“Please!” the girl piped up. “Please, we can work. We’ll do dishes, or the sweeping.”
Mrs. Snout peered closely at them. The little girl was wearing a coat that, although worn and threadbare in places, looked as though it might once have been expensive, and she was carrying a large, polished wooden box. Outside, it was gray and gloomy and dark. The streets were very still. “How did you get here?” Mrs. Snout asked suspiciously. “And where are you coming from?”
Again, the small, pale children exchanged glances. Mrs. Snout could not put her finger on it—no, she couldn’t say for certain—but she almost had the impression that both of them paused momentarily, as though listening to the wind.
And indeed, both Will and Liesl had been waiting while Po said, “I don’t see the harm in telling her.”
“We came from Cloverstown,” the boy said after a moment. “We came by, um, coach.”
“Then you must have some money,” Mrs. Snout said. “Coaches aren’t free.”
“We—we used it up,” the boy stuttered. He seemed to be growing desperate.
Mrs. Snout nodded to the box in the girl’s arms. “And what’s that, eh? You won’t pretend you’re carting around an empty jewelry box. What do you have? Out with it.” Behind her, something clattered to the floor: The black-haired man had dropped his spoon.
The girl clutched the box tightly to her chest. “Nothing!” she said emphatically. “There is nothing at all inside.”
“I cannot help you if you will not be honest with me.” Mrs. Snout again started to close the door.
“Please!” Will stuck his foot in the door just as Mrs. Snout was swinging it shut, to prevent it from closing all the way. He was exhausted and freezing; his clothes were damp; the long and bumpy ride in the cart had left his legs numb. “We’ll stay only one night. In the morning we head west, beyond the hills.”
“Maybe you know it,” Liesl put in eagerly. “We’re going to the Red House.”
The door, which was open only a small crack, barely enough to admit Will’s foot, swung open a little wider. Mrs. Snout’s mood shifted.
“The Red House, hmmm?” She looked Will and Liesl over more closely, and seemed to come to a decision. “Wait here.”
Then she disappeared into the house. Liesl got a quick view of an ugly, black-haired man staring intently at her from a room farther into the house before the door clicked shut in her face.
They waited. Po asked, “What’s taking her so long?” and flitted about impatiently, but neither Liesl nor Will had the energy to answer.
Then Mrs. Snout was back. She was carrying two hot potatoes wrapped in a tea towel.
“Here,” she said, passing the potatoes to Will, who felt tears of gratitude spring to his eyes. He had to blink them away quickly, so Liesl would not see. “I can’t let you have a room if you’ve got no money to pay. But the barn around back will be warm and dry. You can sleep there tonight.”
“Thank you,” Liesl said fervently. The smell of the potato made her stomach growl.
“Mmmm,” Mrs. Snout grunted. Again she watched them closely, through narrow eyes. “The walk to the Red House is long. Do you know the way?”
“I—I think I’ll remember,” Liesl said. Will thought she sounded uncertain.

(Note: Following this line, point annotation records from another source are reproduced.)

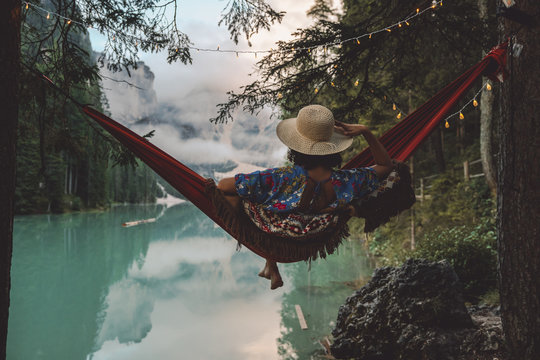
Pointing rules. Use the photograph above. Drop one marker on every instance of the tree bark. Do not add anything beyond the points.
(518, 203)
(486, 121)
(486, 139)
(10, 24)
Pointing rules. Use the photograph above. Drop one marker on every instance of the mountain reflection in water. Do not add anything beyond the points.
(83, 287)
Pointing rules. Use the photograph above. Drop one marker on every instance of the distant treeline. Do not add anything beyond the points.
(63, 163)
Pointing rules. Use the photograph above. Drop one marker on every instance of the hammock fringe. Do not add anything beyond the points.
(307, 248)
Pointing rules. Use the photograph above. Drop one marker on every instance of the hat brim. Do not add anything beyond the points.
(289, 135)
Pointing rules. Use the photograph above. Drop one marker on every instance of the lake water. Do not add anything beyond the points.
(84, 287)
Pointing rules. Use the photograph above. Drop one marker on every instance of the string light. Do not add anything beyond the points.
(473, 101)
(218, 49)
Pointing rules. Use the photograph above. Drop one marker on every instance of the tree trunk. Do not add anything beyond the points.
(10, 24)
(518, 203)
(486, 139)
(486, 121)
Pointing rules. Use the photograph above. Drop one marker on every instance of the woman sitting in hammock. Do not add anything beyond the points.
(311, 185)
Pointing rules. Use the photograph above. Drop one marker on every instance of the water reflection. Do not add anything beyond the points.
(319, 292)
(83, 287)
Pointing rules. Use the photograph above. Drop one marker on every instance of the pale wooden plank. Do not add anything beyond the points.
(301, 319)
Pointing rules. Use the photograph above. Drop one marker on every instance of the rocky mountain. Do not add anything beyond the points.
(183, 130)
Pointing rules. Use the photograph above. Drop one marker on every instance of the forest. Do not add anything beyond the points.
(371, 62)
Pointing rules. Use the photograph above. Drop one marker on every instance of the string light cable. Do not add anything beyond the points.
(404, 22)
(473, 101)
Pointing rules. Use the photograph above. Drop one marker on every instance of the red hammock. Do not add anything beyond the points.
(400, 141)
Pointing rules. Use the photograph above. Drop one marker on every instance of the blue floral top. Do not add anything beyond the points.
(280, 189)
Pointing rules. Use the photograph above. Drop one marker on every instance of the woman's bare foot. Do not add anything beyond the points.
(276, 282)
(275, 276)
(265, 272)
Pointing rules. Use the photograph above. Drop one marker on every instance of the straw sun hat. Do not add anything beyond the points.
(312, 132)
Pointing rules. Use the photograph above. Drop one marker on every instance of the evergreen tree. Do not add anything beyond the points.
(121, 21)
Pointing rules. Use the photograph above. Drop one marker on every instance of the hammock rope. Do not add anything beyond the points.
(400, 141)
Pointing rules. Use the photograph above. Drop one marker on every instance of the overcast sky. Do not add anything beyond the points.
(198, 88)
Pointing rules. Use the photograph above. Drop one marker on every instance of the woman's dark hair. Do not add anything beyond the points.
(312, 161)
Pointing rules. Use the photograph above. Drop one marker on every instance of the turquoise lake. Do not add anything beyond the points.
(84, 287)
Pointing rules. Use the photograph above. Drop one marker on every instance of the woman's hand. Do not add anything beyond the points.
(350, 129)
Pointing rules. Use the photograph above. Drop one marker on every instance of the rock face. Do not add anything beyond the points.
(414, 312)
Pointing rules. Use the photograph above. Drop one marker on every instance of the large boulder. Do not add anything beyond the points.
(412, 312)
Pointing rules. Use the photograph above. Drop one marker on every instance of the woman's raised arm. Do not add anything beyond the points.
(380, 155)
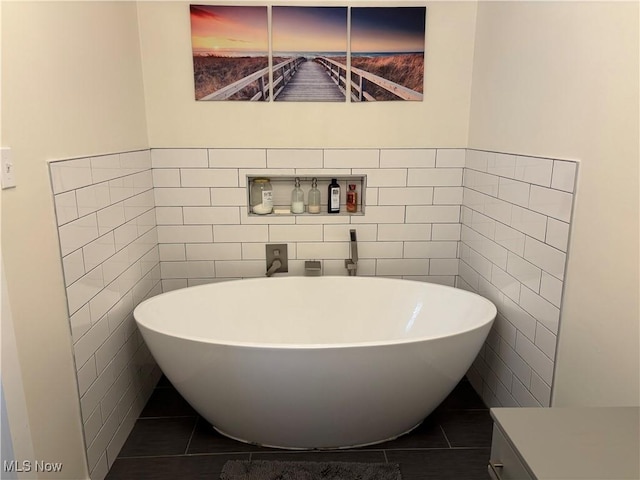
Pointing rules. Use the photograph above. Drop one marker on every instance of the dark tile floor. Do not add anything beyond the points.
(171, 441)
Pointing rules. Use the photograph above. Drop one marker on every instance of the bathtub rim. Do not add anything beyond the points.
(319, 346)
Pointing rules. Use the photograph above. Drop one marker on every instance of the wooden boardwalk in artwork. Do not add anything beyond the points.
(311, 83)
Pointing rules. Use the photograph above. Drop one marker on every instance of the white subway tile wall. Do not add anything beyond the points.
(515, 220)
(109, 247)
(134, 224)
(202, 214)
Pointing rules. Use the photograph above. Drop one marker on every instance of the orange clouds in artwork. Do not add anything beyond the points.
(229, 30)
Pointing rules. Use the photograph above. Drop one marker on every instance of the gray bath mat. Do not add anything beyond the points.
(274, 470)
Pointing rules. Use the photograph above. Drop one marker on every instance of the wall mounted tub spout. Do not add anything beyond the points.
(351, 264)
(275, 266)
(276, 258)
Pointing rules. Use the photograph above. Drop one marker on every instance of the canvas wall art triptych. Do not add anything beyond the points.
(308, 54)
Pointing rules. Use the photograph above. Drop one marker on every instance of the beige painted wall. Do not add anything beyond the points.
(71, 86)
(560, 79)
(176, 120)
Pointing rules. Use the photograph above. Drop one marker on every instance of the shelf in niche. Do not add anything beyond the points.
(283, 185)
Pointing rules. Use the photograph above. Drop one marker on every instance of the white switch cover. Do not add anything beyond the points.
(8, 175)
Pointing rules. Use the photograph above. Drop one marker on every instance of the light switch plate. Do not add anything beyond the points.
(7, 165)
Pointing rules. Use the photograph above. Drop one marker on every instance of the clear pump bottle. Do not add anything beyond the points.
(297, 198)
(314, 197)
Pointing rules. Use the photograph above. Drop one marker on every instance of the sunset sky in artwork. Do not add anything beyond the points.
(387, 29)
(309, 29)
(228, 30)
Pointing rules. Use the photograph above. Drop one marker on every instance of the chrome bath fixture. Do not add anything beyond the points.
(351, 264)
(276, 258)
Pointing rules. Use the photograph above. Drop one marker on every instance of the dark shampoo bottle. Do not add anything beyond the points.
(333, 204)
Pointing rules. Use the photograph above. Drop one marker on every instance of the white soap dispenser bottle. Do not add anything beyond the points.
(297, 198)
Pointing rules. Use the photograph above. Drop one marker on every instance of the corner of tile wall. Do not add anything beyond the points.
(105, 213)
(515, 221)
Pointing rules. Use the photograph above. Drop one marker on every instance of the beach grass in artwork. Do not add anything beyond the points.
(230, 52)
(387, 58)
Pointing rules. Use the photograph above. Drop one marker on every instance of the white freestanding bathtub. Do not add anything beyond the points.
(315, 362)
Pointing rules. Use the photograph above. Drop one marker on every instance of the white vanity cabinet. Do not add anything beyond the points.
(565, 443)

“You will come to a green house after you’ve climbed the foothills,” Mrs. Snout said. “That is Evergreen Manor. You must stop there. Tell Mrs. Evergreen I sent you. She will give you food and water and point you in the right direction.”
Liesl would have hugged Mrs. Snout, except that Mrs. Snout did not seem like the kind of person who liked to be hugged. So instead she just said, “Thank you,” once again.

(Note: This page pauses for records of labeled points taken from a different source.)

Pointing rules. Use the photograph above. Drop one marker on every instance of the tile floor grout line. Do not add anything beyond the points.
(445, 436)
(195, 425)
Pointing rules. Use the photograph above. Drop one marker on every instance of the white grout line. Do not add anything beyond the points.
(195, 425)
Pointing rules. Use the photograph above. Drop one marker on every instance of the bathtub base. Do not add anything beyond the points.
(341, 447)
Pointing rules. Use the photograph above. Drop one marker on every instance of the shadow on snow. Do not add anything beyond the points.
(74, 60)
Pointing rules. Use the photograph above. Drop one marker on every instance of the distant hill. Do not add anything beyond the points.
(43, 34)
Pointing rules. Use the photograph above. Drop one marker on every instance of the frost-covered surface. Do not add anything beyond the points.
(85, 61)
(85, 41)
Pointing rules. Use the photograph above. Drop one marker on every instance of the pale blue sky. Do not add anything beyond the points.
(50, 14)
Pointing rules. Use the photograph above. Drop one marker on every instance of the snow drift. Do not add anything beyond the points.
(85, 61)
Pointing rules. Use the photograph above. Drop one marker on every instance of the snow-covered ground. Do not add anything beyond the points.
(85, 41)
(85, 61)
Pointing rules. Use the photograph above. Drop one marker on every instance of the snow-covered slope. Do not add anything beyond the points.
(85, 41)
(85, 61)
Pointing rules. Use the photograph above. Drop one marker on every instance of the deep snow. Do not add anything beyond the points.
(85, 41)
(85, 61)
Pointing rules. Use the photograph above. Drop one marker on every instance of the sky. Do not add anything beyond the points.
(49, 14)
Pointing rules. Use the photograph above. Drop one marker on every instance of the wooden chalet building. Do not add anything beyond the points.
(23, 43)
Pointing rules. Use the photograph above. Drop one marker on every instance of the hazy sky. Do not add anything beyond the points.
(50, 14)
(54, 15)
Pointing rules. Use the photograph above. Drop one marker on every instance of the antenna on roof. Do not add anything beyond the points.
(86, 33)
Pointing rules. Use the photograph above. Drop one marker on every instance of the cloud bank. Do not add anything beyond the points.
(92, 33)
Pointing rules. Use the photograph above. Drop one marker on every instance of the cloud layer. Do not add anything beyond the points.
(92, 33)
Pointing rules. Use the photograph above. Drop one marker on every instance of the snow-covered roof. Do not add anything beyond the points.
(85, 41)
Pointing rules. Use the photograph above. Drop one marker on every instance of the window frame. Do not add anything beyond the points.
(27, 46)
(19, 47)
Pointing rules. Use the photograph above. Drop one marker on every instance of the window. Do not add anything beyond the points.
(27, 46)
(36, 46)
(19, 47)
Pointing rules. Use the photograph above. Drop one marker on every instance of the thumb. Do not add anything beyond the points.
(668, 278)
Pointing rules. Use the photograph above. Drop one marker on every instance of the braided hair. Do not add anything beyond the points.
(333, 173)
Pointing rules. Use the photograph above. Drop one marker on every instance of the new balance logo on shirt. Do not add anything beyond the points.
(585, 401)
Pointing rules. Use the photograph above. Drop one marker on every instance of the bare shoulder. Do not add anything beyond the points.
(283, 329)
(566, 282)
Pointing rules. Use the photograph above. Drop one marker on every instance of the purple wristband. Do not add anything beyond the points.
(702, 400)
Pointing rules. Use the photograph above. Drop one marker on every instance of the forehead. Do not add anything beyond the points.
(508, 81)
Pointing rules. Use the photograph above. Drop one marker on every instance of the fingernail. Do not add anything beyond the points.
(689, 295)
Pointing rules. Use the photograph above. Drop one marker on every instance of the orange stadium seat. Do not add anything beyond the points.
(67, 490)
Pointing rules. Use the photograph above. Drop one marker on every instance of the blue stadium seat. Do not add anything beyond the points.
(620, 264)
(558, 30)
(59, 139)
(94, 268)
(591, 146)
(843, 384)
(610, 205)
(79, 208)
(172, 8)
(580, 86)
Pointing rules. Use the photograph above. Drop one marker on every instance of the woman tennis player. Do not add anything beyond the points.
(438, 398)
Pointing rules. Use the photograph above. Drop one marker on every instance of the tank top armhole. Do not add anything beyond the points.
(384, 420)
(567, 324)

“Mmmm.” Mrs. Snout jerked her chin in the direction of the barn. “Now go on with you. It’s late and you should be sleeping.” And with that she shut the door again. This time Will and Liesl heard the latch sliding into place.
The black-haired man was not in the dining room when Mrs. Snout returned to it. He had left his bowl sitting in a small pool of spilled soup. She shook her head. No manners. Well, at least he had gone to bed. It made her distinctly uncomfortable to have him hanging around. His very presence gave her an itchy, evaluated feeling, as though every time he looked at her he was only trying to determine how much he could get for prying out her fillings and selling them, or chopping her body into neat cuts of meat for the butcher.
Mrs. Snout passed into the kitchen, where her half-blind assistant was squatting in the corner playing with a ball of string, like a cat.
“You,” Mrs. Snout said, and the boy scrambled to his feet. One eye blinked guiltily at her. The other was a mere hole, a bit of scratched skin. Mrs. Snout never got used to looking at it. Instead she focused on the tip of his nose.
“You are to take Benny”—that was the mule, a skinny, bad-tempered thing—“and ride at once to Evergreen Manor.”